Début décembre, devant l'augmentation dramatique des attaques à mains armées sur notre territoire, l'UDC a déposé une résolution (R 654) appelant le Conseil d'Etat à intervenir auprès du Conseil fédéral pour que, d'une part, il soit procédé de toute urgence à un examen des effectifs du Corps des gardes-frontière, sans attendre le premier bilan de la mise en œuvre de Schengen, et d'autre part à exiger du Conseil fédéral qu'il mette immédiatement à la disposition du Corps des gardes-frontière les ressources humaines nécessaires à l'accomplissement de ses tâches à la frontière genevoise. L'urgence a été demandée lors de la seconde session de décembre et a été obtenue. Malheureusement l'ordre du jour chargé et la discussion du budget 2011 ont empêché le Parlement de se saisir de notre texte. Ce sujet est toujours d'actualité et c'est avec plaisir que nous constatons que le Conseil fédéral a fait un pas (mais seulement un pas) en direction d'une meilleure couverture des frontières genevoises. Notre demande n'est pas pour autant ajournée. 10 gardes-frontière supplémentaires ne sont, d'évidence, par suffisants pour assurer une sécurité sérieuse du pourtour genevois. Notre résolution reste pleine et entière et l'urgence sera à nouveau réclamée par le groupe UDC.

Voici ci-dessous le communiqué de presse du syndicat de la douane.

Déficit sécuritaire à Genève : enfin, le Conseil fédéral fait un geste

Bern (ots) - Le Conseil fédéral a décidé de dépêcher 10 gardes-frontière supplémentaires au bout du lac, afin de remédier à la situation de sous-effectif affectant la région gardes-frontière de Genève et les lacunes consécutives en matière de sécurité. En outre, 48 gardes-frontière seront formés cette année. C'est l'émission Temps présent du 13 janvier dernier de la TSR qui est à l'origine de ce sursaut gouvernemental. Elle portait principalement sur la criminalité transfrontalière sévissant en terre genevoise, phénomène ayant pris des proportions alarmantes et qui est relation directe avec la pénurie de personnel au Corps des gardes-frontière (Cgfr) à Genève.

Les mesures immédiates du Conseil fédéral sont un premier pas dans la bonne direction. Les agents envoyés à la rescousse permettront d'atténuer le sous-effectif chronique touchant cette région gardes-frontière. Dans une seconde étape, l'effectif autorisé doit passer de 340 à 400 emplois. Une telle augmentation s'impose, car dans le sillage de l'entrée de la Suisse dans l'espace Schengen 150 douaniers ont été retirés de la frontière pour travailler aux contrôles d'identité à l'Aéroport international. Cette réaffectation a provoqué de sérieux problèmes de sous-effectifs structurels. Avant l'adhésion à Schengen, l'aéroport relevait de la compétence de la police. À présent, les forces douanières manquent aux postes frontières et dans le terrain pour combattre la criminalité transfrontalière, la contrebande organisée et l'immigration clandestine. Depuis lors, les normes de sécurité pour la population genevoise et même pour le personnel garde-frontière ne sont plus garanties comme au temps d'avant Schengen.

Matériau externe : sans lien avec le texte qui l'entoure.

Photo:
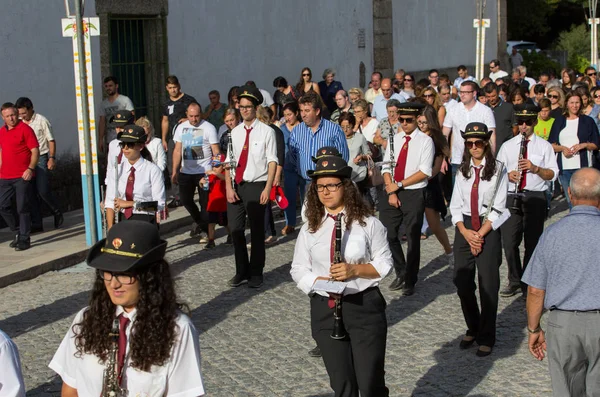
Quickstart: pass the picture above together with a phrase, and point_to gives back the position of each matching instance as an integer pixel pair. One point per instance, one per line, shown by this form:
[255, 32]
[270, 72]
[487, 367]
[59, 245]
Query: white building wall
[439, 34]
[36, 61]
[218, 44]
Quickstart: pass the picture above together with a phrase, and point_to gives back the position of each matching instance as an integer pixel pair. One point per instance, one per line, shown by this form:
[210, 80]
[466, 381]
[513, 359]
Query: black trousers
[355, 363]
[249, 204]
[410, 214]
[480, 324]
[23, 191]
[188, 184]
[528, 224]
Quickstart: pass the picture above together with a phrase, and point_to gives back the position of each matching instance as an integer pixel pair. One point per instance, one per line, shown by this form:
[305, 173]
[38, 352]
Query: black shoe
[255, 281]
[465, 344]
[236, 281]
[58, 219]
[407, 291]
[23, 245]
[316, 352]
[510, 291]
[14, 243]
[483, 353]
[397, 283]
[174, 203]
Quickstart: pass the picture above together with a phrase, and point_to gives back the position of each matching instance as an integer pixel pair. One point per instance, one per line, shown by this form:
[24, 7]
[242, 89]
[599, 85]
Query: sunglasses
[527, 122]
[130, 145]
[478, 144]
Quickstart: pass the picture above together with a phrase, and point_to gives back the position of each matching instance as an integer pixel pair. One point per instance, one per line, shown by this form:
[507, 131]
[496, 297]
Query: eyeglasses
[527, 122]
[478, 144]
[331, 187]
[130, 145]
[126, 279]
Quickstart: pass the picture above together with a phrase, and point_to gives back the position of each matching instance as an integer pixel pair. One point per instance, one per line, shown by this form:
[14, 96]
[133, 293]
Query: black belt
[553, 308]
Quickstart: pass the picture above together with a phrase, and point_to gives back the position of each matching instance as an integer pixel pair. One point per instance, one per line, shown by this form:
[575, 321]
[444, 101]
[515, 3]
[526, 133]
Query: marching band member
[334, 204]
[527, 204]
[141, 188]
[408, 164]
[133, 338]
[481, 182]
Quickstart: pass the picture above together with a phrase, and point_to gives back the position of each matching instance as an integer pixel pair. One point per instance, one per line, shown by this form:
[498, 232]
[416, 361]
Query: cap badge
[117, 243]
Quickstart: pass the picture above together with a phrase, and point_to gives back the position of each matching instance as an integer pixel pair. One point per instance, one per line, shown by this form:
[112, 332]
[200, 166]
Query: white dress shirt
[457, 119]
[461, 195]
[180, 376]
[360, 244]
[11, 378]
[149, 184]
[157, 151]
[262, 150]
[419, 158]
[539, 152]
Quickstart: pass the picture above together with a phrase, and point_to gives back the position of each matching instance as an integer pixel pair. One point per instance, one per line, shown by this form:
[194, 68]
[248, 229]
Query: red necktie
[475, 201]
[239, 172]
[401, 165]
[524, 173]
[123, 323]
[331, 302]
[129, 192]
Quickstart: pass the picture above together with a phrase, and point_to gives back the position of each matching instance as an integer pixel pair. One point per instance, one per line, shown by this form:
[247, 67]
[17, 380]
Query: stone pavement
[255, 343]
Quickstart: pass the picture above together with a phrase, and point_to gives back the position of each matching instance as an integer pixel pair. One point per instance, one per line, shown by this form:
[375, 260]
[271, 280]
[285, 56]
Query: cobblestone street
[255, 343]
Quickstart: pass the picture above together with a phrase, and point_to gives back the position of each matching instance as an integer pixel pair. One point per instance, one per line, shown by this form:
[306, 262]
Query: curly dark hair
[355, 207]
[154, 330]
[490, 163]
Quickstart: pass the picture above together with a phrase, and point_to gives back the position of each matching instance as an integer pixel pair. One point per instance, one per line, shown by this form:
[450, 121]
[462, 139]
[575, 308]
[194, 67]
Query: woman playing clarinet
[133, 339]
[478, 201]
[353, 353]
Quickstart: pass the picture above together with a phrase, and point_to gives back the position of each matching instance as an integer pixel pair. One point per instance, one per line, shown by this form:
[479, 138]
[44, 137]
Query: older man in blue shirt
[563, 276]
[379, 104]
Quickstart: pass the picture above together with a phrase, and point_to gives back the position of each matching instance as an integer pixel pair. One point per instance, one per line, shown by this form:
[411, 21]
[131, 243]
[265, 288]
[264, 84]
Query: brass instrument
[517, 202]
[339, 331]
[110, 383]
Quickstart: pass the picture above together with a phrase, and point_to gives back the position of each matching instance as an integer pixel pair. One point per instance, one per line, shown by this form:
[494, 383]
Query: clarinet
[110, 383]
[339, 331]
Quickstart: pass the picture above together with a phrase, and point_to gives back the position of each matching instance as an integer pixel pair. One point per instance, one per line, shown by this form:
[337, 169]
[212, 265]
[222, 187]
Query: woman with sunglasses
[134, 327]
[305, 84]
[574, 136]
[354, 363]
[433, 99]
[137, 191]
[478, 200]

De plus, garaNto demande que les emplois sollicités soient financés à la faveur d'une majoration du crédit du personnel dévolu au Corps des gardes-frontière. Le syndicat refuse catégoriquement que l'augmentation d'effectif soit "financée" par une réduction des postes attribués aux autres régions gardes-frontière, étant donné qu'elles-mêmes sont aux prises avec des dotations parfois très limitées et qu'on ne ferait que déplacer géographiquement la question de la sécurité. Enfin, nous avons du mal à comprendre que le commandement central du Cgfr à Berne se contente tout bonnement d'attendre que les problèmes en suspens au bout du Léman se résolvent d'eux-mêmes. Ainsi, le commandement central n'a requis à ce jour aucune mesure compensatoire en matière de personnel pour Genève, même pas dans l'" État des lieux de l'Administration fédérale des douanes " de mai 2010, rapport établi à l'intention du parlement. Ce faisant, il s'en remet pour la gestion de crise d'une part aux médias et au syndicat garaNto, et de l'autre, au Conseil fédéral.